Design for Loose Coupling

Aim to minimize coupling within and across your application components. If you have tight coupling and need to make changes, the changes are likely to ripple across the tightly coupled components. With loosely coupled components, changes are limited because the complexities of individual components are encapsulated from consumers. In addition, loose coupling provides greater flexibility to choose optimized strategies for performance and scalability for different components of your system independently.

There may be certain performance-critical scenarios where you need to tightly couple your presentation, business, and data access logic because you cannot afford the slight overhead of loose coupling. For example, code inlining removes the overhead of instantiating and calling multiple objects, setting up a call stack for calling different methods, performing virtual table lookups, and so on. However, in the majority of cases, the benefits of loose coupling outweigh these minor performance gains.

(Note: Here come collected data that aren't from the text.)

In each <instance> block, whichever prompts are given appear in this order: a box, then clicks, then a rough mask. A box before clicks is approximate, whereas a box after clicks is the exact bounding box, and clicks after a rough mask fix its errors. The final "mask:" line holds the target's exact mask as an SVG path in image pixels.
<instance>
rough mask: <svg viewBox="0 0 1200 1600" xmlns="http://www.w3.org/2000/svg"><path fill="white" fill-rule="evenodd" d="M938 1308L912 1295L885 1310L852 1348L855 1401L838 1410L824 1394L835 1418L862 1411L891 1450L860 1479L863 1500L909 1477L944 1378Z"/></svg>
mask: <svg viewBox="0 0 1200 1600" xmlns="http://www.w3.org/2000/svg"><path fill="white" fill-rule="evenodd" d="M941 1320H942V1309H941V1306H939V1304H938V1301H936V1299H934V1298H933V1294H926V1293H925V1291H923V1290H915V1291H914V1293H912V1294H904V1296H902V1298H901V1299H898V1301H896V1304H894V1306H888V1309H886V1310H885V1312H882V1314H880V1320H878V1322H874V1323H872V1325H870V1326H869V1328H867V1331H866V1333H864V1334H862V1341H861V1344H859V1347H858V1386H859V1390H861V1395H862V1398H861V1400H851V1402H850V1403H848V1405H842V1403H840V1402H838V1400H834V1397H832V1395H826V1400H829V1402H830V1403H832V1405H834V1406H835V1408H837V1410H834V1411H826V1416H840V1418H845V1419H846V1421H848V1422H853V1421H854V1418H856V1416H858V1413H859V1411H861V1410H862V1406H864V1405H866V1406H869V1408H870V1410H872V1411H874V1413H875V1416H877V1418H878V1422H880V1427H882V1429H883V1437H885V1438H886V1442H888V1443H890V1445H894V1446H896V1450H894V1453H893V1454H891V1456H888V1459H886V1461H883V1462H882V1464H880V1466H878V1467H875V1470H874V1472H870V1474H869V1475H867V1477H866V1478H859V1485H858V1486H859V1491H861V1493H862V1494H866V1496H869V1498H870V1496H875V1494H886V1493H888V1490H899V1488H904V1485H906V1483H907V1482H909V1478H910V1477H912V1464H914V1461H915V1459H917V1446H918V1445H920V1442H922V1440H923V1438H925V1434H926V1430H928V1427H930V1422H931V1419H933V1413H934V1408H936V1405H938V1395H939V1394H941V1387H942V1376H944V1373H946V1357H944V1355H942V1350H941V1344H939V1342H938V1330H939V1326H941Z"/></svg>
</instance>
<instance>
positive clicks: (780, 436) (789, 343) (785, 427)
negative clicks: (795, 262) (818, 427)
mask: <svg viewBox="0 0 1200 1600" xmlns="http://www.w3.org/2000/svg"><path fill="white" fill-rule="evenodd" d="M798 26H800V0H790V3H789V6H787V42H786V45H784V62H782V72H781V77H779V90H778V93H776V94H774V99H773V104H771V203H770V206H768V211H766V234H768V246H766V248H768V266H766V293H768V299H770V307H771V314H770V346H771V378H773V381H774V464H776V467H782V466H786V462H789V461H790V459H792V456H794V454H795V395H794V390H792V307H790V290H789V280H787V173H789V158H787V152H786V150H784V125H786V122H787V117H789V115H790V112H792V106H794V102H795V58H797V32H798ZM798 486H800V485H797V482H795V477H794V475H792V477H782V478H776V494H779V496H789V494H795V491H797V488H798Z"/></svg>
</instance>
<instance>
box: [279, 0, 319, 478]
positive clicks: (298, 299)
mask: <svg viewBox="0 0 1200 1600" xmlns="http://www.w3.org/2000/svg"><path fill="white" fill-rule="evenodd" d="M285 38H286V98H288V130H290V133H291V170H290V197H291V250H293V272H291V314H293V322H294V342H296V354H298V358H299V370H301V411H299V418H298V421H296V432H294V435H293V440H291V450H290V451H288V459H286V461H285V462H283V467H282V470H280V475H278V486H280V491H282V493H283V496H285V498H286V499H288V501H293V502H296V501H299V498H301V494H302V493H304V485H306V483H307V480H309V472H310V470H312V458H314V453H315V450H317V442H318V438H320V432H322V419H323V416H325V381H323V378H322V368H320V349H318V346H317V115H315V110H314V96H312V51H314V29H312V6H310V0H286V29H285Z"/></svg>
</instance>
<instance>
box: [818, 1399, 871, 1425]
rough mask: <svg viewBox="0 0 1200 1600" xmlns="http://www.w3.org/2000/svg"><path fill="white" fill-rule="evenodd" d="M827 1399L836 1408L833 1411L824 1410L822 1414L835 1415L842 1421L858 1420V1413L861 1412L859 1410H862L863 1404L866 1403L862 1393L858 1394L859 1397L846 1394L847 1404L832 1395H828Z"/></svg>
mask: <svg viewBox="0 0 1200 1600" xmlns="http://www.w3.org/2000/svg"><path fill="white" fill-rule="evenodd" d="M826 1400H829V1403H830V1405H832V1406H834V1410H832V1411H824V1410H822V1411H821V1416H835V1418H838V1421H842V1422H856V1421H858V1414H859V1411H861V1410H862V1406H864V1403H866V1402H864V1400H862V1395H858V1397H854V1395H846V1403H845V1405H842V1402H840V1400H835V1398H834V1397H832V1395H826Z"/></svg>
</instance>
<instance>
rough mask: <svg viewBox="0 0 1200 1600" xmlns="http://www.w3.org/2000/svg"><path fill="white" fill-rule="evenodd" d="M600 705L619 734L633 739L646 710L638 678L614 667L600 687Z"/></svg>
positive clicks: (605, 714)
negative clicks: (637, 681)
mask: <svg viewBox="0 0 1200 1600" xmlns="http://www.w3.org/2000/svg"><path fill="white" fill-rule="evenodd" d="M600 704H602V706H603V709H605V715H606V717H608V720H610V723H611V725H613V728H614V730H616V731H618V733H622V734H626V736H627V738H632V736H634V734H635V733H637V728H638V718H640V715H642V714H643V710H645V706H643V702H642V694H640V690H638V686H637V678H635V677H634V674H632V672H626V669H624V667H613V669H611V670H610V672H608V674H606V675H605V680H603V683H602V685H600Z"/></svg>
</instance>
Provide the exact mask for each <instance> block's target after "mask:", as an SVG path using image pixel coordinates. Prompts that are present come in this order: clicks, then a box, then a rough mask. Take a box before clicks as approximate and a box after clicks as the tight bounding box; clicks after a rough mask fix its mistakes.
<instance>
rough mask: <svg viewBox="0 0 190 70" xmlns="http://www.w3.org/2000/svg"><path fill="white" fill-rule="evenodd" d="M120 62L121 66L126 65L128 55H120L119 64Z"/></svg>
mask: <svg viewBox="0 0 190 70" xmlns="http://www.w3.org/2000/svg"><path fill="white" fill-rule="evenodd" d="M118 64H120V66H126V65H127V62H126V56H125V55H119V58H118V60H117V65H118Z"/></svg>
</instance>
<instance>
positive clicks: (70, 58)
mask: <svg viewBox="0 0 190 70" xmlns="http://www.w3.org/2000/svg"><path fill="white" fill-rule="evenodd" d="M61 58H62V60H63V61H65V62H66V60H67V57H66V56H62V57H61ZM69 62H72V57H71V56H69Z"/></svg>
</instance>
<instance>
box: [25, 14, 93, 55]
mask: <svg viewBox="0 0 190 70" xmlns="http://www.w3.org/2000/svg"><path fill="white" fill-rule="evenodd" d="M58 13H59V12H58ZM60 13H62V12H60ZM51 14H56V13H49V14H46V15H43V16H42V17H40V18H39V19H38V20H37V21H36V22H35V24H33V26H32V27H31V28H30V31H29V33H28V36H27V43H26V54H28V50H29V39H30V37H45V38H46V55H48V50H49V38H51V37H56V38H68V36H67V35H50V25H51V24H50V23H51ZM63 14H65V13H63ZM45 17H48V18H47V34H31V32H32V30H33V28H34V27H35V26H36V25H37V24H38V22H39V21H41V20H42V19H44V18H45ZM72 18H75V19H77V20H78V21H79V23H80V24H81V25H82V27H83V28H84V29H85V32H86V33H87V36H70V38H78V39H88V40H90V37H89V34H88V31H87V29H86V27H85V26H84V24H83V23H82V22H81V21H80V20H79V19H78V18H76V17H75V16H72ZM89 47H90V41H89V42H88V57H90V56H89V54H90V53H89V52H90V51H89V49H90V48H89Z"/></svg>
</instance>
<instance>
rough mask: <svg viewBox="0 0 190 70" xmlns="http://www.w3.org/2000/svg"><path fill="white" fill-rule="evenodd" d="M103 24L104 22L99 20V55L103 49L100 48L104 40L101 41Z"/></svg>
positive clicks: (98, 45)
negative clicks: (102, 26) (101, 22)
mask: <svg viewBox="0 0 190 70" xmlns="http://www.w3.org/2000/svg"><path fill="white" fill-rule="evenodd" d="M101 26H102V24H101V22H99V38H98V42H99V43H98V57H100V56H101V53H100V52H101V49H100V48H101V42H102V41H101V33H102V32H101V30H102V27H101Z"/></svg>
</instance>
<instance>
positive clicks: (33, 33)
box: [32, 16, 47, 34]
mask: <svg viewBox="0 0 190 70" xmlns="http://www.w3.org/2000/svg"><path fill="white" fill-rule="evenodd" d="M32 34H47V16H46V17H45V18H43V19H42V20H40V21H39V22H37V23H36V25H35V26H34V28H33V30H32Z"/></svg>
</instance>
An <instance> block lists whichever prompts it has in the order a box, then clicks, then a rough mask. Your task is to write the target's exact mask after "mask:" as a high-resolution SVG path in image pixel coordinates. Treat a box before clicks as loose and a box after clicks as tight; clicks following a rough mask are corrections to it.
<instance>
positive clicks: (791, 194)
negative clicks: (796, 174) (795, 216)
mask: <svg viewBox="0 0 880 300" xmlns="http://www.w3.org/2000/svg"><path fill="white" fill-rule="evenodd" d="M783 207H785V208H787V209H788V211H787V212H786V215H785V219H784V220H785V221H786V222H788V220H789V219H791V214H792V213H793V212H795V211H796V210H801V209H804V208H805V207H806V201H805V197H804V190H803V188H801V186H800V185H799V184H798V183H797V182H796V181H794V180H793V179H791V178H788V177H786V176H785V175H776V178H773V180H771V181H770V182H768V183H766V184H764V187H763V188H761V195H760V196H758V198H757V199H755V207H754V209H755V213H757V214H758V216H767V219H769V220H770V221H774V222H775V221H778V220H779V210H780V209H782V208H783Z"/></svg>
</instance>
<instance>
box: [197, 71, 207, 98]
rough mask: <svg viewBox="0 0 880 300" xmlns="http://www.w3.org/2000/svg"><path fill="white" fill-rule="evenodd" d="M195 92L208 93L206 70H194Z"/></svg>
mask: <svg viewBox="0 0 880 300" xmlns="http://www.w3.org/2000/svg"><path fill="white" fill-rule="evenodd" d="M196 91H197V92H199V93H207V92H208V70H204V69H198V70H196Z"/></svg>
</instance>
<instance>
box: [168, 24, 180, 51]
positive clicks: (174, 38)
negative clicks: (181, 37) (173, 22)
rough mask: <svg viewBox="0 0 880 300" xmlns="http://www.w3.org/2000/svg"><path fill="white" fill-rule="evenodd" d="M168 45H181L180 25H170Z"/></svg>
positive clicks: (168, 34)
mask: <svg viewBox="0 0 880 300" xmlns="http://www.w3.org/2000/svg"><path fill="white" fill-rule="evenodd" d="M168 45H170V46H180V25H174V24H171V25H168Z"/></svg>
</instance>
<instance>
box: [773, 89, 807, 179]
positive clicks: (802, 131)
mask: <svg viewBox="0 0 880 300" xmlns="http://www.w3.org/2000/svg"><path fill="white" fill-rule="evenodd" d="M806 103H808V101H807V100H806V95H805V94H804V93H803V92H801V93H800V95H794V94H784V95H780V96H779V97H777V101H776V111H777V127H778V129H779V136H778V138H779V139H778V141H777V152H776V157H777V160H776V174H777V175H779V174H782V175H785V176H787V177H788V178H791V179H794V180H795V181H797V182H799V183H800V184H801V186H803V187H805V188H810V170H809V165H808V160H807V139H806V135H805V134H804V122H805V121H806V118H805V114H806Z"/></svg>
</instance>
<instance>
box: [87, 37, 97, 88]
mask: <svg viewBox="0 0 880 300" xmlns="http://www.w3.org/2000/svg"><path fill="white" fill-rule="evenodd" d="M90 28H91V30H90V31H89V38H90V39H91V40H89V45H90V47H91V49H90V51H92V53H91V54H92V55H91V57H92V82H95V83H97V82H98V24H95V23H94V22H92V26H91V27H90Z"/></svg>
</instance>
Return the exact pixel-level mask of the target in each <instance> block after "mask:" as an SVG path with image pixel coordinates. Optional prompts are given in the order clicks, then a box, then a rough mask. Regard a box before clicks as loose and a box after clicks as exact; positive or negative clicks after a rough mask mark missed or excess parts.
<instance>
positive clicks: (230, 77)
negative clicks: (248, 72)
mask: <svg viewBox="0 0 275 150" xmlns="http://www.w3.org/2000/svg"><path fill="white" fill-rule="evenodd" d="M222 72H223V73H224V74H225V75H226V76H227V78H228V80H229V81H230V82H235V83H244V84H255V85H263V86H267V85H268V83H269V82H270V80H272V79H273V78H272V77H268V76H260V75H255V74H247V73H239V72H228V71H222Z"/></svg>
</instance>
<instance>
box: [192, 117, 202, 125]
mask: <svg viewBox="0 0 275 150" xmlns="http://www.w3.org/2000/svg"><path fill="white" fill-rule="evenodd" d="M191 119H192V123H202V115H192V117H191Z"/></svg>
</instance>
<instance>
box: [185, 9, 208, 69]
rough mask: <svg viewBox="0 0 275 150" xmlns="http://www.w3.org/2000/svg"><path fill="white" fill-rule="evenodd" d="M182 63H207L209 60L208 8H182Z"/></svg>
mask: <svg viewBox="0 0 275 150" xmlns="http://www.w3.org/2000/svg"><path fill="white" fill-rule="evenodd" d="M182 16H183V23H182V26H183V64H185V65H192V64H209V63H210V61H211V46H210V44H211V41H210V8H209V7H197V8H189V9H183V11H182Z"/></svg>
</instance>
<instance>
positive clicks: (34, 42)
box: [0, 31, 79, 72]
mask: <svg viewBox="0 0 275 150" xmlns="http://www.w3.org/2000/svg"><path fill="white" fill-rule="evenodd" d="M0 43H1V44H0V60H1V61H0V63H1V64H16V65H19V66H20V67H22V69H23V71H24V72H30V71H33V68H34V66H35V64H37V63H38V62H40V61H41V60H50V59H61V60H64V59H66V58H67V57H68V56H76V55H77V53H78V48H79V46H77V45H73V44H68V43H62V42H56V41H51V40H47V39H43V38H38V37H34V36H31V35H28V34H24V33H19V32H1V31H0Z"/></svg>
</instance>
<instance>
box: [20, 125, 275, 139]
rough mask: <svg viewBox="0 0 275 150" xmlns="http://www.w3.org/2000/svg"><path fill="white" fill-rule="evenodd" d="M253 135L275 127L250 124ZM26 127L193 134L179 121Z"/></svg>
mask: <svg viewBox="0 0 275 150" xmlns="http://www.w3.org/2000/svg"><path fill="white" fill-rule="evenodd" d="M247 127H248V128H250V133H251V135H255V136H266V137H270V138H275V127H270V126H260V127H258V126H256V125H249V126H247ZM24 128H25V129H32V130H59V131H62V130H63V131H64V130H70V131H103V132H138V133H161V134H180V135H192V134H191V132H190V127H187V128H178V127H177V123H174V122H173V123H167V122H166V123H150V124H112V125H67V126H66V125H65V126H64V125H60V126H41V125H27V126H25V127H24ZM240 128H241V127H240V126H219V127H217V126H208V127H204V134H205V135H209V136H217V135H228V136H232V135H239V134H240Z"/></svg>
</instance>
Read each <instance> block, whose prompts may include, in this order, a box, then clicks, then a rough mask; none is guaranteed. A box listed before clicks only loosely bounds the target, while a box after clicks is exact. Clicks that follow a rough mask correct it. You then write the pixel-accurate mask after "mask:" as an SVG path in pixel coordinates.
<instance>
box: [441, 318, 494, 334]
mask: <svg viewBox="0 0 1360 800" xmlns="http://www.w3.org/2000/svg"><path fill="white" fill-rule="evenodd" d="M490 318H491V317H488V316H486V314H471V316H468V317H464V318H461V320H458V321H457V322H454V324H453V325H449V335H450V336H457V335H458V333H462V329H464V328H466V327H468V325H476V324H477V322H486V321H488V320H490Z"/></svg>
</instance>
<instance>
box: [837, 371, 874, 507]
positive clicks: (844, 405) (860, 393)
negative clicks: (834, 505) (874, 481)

Some of the patterns and principles that enable loose coupling are the following:

  • Separate interface from implementation. Providing facades at critical boundaries in your application leads to better maintainability and helps define units of work that encapsulate internal complexity.

For a good example of this approach, see the implementation of the "Exception Management Application Block for .NET" on MSDNĀ®, at http://msdn.microsoft.com/library/en-us/dnbda/html/emab-rm.asp.

  • Message-based communication. Message queues support asynchronous request invocation, and you can use a client-side queue if you need responses. This provides additional flexibility for determining when requests should be processed.


Design for High Cohesion

Logically related entities, such as classes and methods, should be grouped together. For example, a class should contain a logically related set of methods. Similarly, a component should contain logically related classes.

Weak cohesion among components tends to result in more round trips because the classes or components are not logically grouped and may end up residing in different tiers. This can force you to require a mix of local and remote calls to complete a logical operation. You can avoid this with appropriate grouping. This also helps reduce complexity by eliminating complex sequences of interactions between various components.


Partition Application Functionality into Logical Layers

Using logical layers to partition your application ensures that your presentation logic, business logic, and data access logic are not interspersed. This logical organization leads to a cohesive design in which related classes and data are located close to each other, generally within a single boundary. This helps optimize the use of expensive resources. For example, co-locating all data access logic classes ensures they can share a database connection pool.


Use Early Binding Where Possible

Prefer early binding where possible because this minimizes run-time overhead and is the most efficient way to call a method.

Late binding provides a looser coupling, but it affects performance because components must be dynamically located and loaded. Use late binding only where it is absolutely necessary, such as for extensibility.


Evaluate Resource Affinity

Compare and contrast the pros and cons. Affinity to a particular resource can improve performance in some situations. However, while affinity may satisfy your performance goals for today, resource affinity can make it difficult to scale your application. For example, affinity to a particular resource can limit or prevent the effective use of additional hardware on servers, such as more processors and memory. Server affinity can also prevent scaling out.

Some examples of affinity that can cause scalability problems include the following:

  • Using an in-process state store. As a result of this, all requests from a specific client must be routed to the same server.
  • Using application logic that introduces thread affinity. This forces the thread to be run on a specific set of processors. This hinders the ability of the scheduler to schedule threads across the processors, causing a decrease in performance gains produced by parallel processing.